The parliament okayed major changes to the map of Slovak courts at its April session, just in time for Slovakia to request the first payment from the EU for its Recovery Plan.
MPs passed the law, known as the reform of the court map, on April 27. Justice Minister Mária Kolíková (SaS), the author of the reform, sees this change as a step towards a better judiciary with a working system and clear agenda in Slovakia, even though some judges seem to disapprove.
“Now we can establish city courts, which means that one quarter of all cases can be organised in a new way,” the minister told the press conference after the vote, as quoted by the TASR newswire.

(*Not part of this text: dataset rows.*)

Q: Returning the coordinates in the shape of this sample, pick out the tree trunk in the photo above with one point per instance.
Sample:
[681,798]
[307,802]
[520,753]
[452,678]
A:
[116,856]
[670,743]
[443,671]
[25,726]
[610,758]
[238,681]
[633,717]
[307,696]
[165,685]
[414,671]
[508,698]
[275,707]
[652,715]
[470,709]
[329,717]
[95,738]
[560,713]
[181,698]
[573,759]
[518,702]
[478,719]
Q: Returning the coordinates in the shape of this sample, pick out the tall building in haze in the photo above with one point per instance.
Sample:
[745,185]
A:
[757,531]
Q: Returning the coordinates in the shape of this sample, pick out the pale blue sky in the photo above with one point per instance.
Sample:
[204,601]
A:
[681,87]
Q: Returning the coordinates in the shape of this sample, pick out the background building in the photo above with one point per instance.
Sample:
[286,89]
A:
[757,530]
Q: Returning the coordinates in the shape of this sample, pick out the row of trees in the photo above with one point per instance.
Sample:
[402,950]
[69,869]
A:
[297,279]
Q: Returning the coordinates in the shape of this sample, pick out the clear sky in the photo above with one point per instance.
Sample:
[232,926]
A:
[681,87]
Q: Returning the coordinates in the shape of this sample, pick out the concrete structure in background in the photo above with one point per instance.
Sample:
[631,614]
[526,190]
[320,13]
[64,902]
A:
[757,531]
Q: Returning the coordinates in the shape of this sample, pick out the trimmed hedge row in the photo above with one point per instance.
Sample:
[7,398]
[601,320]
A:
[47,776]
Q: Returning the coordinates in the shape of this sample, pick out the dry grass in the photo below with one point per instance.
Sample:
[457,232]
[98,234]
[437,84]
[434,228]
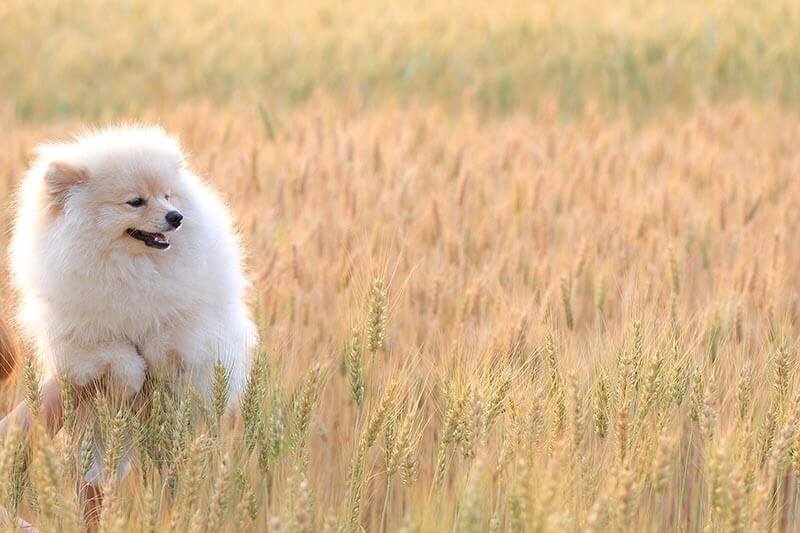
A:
[477,314]
[574,324]
[100,58]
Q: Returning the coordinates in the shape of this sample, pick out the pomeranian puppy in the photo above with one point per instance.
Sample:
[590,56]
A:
[126,262]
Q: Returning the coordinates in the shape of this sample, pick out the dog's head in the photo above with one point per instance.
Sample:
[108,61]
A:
[123,186]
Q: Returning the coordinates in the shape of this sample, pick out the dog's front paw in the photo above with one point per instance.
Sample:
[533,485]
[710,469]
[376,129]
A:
[128,374]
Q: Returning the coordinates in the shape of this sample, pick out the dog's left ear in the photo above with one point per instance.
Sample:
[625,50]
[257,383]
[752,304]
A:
[60,178]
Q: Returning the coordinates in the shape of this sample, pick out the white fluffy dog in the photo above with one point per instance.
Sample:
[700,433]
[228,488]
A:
[108,284]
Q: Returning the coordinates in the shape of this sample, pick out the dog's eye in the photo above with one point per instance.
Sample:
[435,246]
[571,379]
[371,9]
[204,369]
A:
[137,202]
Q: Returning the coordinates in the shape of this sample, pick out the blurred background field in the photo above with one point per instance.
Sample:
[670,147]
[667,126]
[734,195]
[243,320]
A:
[544,254]
[101,58]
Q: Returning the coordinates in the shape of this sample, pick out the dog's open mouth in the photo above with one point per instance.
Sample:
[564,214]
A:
[158,241]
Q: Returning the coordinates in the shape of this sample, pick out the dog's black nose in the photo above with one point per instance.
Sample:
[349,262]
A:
[174,219]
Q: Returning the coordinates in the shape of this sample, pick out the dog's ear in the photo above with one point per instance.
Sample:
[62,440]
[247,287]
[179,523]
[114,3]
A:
[60,177]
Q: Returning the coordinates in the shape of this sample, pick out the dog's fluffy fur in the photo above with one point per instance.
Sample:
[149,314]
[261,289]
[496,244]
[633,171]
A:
[99,301]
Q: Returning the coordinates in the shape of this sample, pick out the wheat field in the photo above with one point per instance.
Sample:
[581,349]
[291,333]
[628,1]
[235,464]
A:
[544,282]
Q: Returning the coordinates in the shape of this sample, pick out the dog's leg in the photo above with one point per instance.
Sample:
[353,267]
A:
[125,367]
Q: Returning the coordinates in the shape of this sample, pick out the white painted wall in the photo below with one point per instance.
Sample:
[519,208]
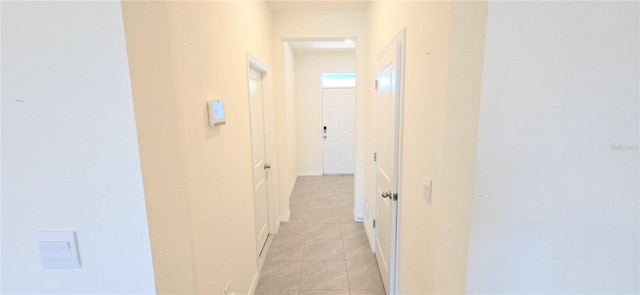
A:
[316,25]
[285,115]
[442,90]
[556,204]
[69,151]
[203,49]
[308,74]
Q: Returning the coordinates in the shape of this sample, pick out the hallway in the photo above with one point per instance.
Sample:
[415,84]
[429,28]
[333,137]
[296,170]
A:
[321,250]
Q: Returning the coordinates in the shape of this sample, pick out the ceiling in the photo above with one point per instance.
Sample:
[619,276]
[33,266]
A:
[317,5]
[322,46]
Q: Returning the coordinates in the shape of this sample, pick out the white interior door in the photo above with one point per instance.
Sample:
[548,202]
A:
[387,159]
[338,116]
[260,165]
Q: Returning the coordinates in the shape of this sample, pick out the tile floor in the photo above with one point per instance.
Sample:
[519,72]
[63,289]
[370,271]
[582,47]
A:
[321,250]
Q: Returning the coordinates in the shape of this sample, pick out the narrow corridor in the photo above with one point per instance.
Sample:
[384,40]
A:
[321,250]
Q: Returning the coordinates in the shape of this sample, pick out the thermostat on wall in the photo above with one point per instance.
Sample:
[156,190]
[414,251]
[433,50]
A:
[215,108]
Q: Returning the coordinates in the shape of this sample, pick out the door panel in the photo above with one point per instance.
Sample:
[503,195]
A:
[387,151]
[260,189]
[338,115]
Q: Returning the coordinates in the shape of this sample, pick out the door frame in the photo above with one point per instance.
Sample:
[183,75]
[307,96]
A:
[400,41]
[322,125]
[272,200]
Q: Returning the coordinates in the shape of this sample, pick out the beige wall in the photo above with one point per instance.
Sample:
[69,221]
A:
[70,156]
[442,91]
[285,120]
[314,25]
[198,178]
[556,208]
[308,73]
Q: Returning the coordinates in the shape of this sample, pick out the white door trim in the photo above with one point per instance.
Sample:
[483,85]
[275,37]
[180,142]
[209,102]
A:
[400,42]
[274,222]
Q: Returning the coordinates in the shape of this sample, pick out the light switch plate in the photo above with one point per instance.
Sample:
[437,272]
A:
[427,190]
[58,249]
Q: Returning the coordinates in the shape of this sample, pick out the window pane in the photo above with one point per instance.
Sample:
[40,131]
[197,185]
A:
[338,80]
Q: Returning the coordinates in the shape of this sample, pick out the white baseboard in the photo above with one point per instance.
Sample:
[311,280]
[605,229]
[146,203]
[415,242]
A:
[254,283]
[310,173]
[357,218]
[285,218]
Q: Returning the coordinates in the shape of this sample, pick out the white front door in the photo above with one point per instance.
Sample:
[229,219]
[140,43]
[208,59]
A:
[260,165]
[388,112]
[338,116]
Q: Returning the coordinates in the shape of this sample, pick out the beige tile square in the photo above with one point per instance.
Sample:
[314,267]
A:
[324,231]
[358,249]
[352,230]
[368,292]
[324,216]
[292,231]
[324,275]
[279,275]
[364,275]
[286,250]
[323,292]
[323,250]
[276,292]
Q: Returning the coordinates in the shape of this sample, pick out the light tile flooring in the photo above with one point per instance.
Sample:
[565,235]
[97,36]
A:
[321,250]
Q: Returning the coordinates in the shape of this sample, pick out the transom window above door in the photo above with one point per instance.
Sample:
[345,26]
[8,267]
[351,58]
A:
[338,80]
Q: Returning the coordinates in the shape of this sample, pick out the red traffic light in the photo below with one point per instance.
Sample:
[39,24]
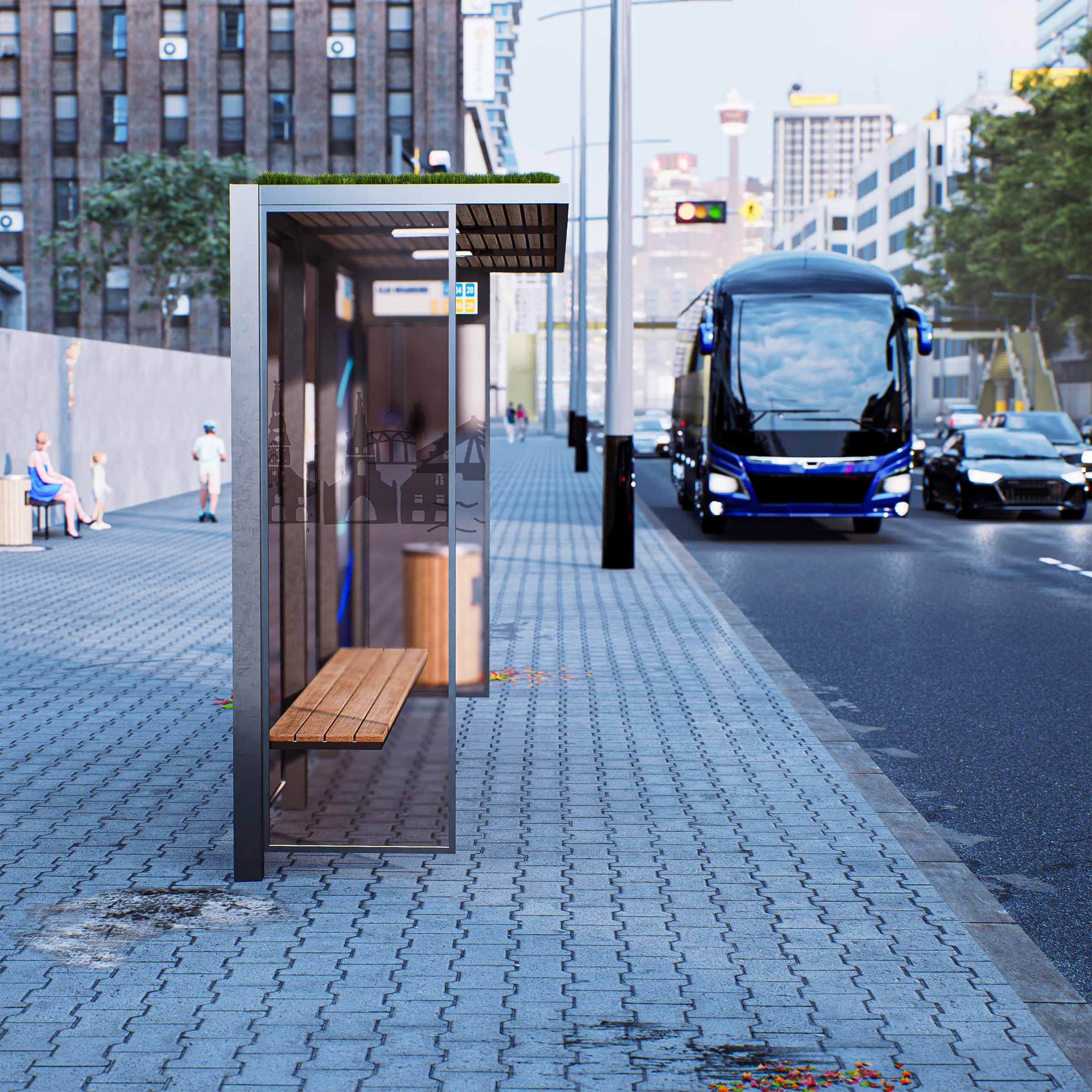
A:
[702,212]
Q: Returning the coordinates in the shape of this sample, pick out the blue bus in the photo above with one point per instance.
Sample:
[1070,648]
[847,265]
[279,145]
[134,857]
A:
[792,392]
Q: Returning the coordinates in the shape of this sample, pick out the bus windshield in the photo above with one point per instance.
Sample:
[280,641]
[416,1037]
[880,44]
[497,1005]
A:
[817,362]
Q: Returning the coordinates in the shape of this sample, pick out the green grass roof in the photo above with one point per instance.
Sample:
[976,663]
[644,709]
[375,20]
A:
[278,178]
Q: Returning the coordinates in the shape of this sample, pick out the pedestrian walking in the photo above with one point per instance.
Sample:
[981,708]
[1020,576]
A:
[209,452]
[99,490]
[47,485]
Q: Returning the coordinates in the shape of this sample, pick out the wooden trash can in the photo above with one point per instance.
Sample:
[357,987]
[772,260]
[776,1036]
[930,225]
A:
[425,611]
[17,516]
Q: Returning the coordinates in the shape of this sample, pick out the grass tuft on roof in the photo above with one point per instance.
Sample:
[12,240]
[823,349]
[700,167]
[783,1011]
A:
[280,178]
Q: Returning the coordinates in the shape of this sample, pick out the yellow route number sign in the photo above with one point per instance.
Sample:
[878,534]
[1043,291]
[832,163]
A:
[751,210]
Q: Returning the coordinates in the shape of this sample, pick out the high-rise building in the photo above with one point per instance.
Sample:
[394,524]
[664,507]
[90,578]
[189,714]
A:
[1060,25]
[816,146]
[316,86]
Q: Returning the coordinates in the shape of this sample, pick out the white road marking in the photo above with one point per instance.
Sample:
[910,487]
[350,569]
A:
[1066,566]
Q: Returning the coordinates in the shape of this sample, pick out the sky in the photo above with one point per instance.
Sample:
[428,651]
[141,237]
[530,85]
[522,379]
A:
[688,55]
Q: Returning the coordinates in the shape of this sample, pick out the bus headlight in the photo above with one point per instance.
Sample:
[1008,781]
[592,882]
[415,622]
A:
[724,483]
[897,483]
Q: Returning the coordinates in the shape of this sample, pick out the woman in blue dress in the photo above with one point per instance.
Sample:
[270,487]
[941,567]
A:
[46,484]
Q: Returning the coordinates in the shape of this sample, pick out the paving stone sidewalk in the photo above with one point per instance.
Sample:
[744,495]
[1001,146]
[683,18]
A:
[662,877]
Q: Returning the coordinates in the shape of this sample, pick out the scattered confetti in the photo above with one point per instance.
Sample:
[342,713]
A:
[782,1077]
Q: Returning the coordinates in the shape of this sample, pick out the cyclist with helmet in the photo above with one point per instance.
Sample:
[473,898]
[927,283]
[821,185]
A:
[209,452]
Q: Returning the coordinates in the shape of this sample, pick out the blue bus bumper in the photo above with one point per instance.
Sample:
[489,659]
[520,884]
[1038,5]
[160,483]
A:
[877,487]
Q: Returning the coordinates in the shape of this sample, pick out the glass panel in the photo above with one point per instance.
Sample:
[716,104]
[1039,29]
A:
[359,547]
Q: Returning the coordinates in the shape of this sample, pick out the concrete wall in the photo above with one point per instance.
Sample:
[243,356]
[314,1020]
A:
[142,407]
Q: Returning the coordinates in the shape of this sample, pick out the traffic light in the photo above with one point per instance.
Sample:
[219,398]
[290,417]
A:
[702,212]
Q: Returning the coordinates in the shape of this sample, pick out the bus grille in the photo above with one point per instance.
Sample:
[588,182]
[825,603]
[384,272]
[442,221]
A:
[811,489]
[1033,493]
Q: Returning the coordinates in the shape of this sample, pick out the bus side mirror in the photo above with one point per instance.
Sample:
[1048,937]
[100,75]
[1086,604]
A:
[706,330]
[924,329]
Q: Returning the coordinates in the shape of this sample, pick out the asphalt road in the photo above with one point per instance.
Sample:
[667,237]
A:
[961,662]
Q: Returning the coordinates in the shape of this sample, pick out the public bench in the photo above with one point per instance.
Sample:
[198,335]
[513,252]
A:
[351,705]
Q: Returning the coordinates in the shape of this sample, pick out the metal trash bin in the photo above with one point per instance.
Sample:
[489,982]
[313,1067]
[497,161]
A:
[425,611]
[17,516]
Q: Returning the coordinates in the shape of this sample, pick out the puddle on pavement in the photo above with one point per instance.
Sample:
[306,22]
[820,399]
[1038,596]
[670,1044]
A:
[97,932]
[673,1051]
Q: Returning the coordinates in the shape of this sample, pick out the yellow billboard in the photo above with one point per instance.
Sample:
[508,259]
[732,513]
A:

The law was passed following a number of delays. Most recently, at the February session, the MPs only passed three of the four proposed laws. Since the passing of the court map is a milestone that Slovakia has pledged to reach in order to draw funding from the EU for its Recovery Plan, there were concerns that, unless the MPs passed the reform at the April session, the country could have lost access to the first payment from the fund, worth €458 million.
Whom the changes concern
The changes within the system will affect both the administrative and general branches of the judiciary, concerning municipal and district courts. In the updated version of the court map, the overall agenda of administrative judiciary will be reduced from district courts to three courts headquartered in western, central and eastern Slovakia – Bratislava, Banská Bystrica and Košice respectively. The reform does not put abolish district courts as such, only changes the way their agenda is handled.
The borders of juridical districts should be tied to pre-existing regions of Slovakia. The Ministry of Justice explains their decision to keep the locations of the courts and slightly change the borders of their scope because of how well the existing borders work in practice.
The three main courts will concentrate the issues of family and business agendas within their regions, making it easier for smaller court offices to deal with internal issues. In addition, administration will also fall under the responsibilities of three main courts.
Minister wants to move forward with innovations
Kolíková faced disagreement from the opposition and even her own coalition partners when first lobbying for her updated version of the court map. Boris Kollár (Sme Rodina) argued that judges needed to improve the technology they work with, first acquire modern computers to do their job effectively and properly.
Kolíková explained that better technology couldn’t come without bigger systemic changes and that rebuilding the judiciary from scratch is an impossible task. Steps towards its betterment were necessary and a crucial part of the EU recovery plan’s requirements for euro funds and grants, which could help improve the state of Slovakia’s justice. In other words, the court map was also a contract with the EU.